Rosenberg é condenado à morte pelo Tribunal de Nuremberg em 1946

Alfred Rosenberg

Em 16 de outubro de 1946, Alfred Rosenberg, o primeiro a conceber e disseminar a ideologia nazista, é condenado à morte pelo Tribunal de Nuremberg como criminoso de guerra e executado na forca.

Nascido na Estônia em 1893, Rosenberg estudou arquitetura na Universidade de Moscou. Após receber o diploma, permaneceu na Rússia durante os primeiros dias da Revolução Bolchevique e chegou a flertar brevemente com o comunismo.

Em 1919, imigrou para Munique, onde se encontrou com Dietrich Eckart, o poeta que se tornou editor do Voelkischer Beobachter, jornal propagandístico do Partido Nazista. Por intermédio de Eckart, Rosenberg mantém uma reunião com Adolf Hitler e Rudolf Hess, juntando-se ao recém formado partido. Hitler substitui Eckart por Rosenberg como editor-chefe do jornal, tão impressionado que ficara com o arquiteto “intelectual”.
Imediatamente começou a utilizar o órgão de imprensa para disseminar sua filosofia racista, que acabou sendo adotada pelo partido como sua filosofia oficial, que se fundia de modo um tanto confuso com textos de dois homens extremamente influentes no crescente racismo, antissemitismo e auto-percepção de ser superior da Alemanha e dos alemães: o inglês Houston Stewart Chamberlain e o diplomata francês conde Joseph Arthur de Gobineau. Ambos acreditavam que os arianos germânicos estavam destinados a ser os senhores da Europa.

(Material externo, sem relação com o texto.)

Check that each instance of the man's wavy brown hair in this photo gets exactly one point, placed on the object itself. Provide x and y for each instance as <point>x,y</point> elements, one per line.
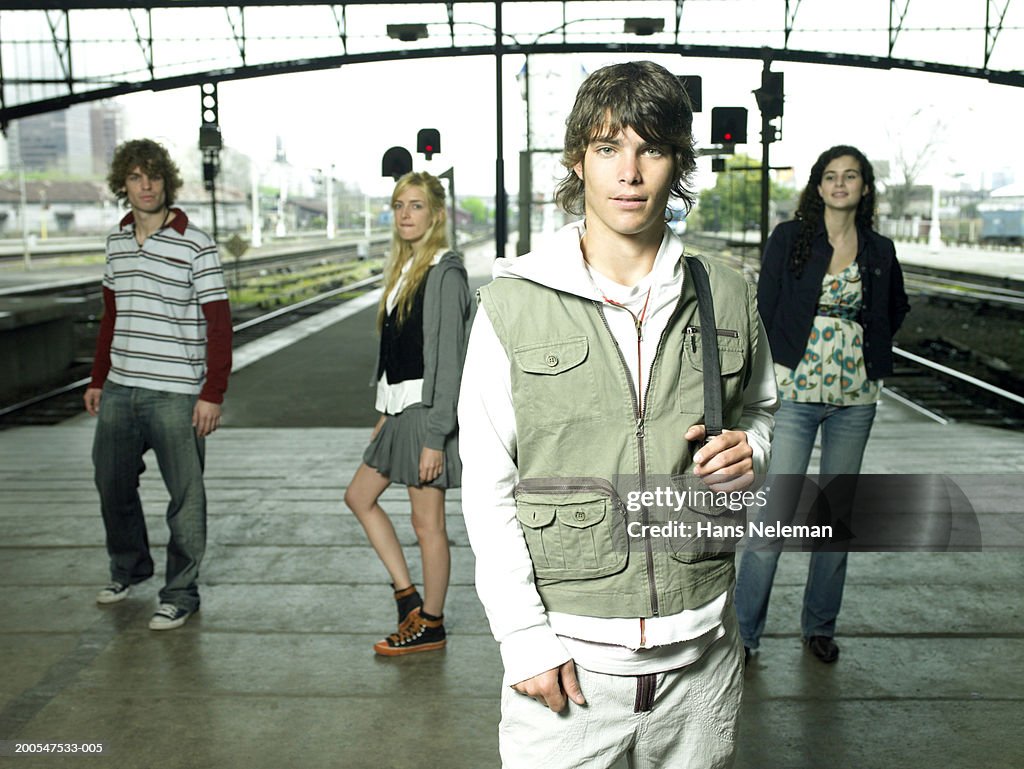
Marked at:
<point>640,95</point>
<point>153,159</point>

Quando fracassou o Putsch da Cervejaria – tentativa de golpe de Hitler e do partido nazista contra o governo da Bavária, ocorrido em 9 de novembro de 1923 na cervejaria Burgerbräukeller, em Munique – e Hitler foi levado à prisão, o führer entregou as rédeas do partido a Rosenberg. Acreditava que ele se mostraria incapaz como líder politico o que, no final das contas, deixaria de ameaçar sua própria autoridade. O partido seria banido e dissolvido por decisão da justiça. O desempenho de Rosenberg se mostrou ridículo e Hitler reassumiu o controle absoluto de sua organização assim que foi libertado.

 

As incursões político-filosóficas de Rosenberg continuaram enquanto os nazistas lutavam por sua legitimidade visando o poder. A “Direção Futura da Política Externa da Alemanha” argumentava em prol da invasão e ocupação da Polônia e da União Soviética.
“O Mito do Século 20” expunha as intricadas noções da superioridade racial nórdica uma vez mais, inclusive descrevendo com nitidez quem eram os inimigos de uma Europa germano-nazista: os tártaros russos, ou seja, os eslavos; os semitas, o que incluía não somente os judeus mas também todos os grupos étnicos latinos, bem como o Cristianismo, em especial, a Igreja Católica Romana. Esse “projeto”  de um “direito natural” de conquista excitou ainda mais os preconceitos raciais e o caráter megalomaníaco de Hitler.
O papel de Rosenberg durante a guerra incluiu, a partir de suas funções no ministério do Exterior, o estreitamento de Relações com o fascista norueguês Vidkun Quisling com vistas à derrocada do governo de Oslo. Foi também responsável pela supervisão do transporte de obras artísticas roubadas da França ocupada para a Alemanha.
Nos Processos de Nuremberg que se seguiram ao fim da Segunda Guerra Mundial, Rosenberg foi considerado culpado de crime de guerra e condenado à morte por enforcamento.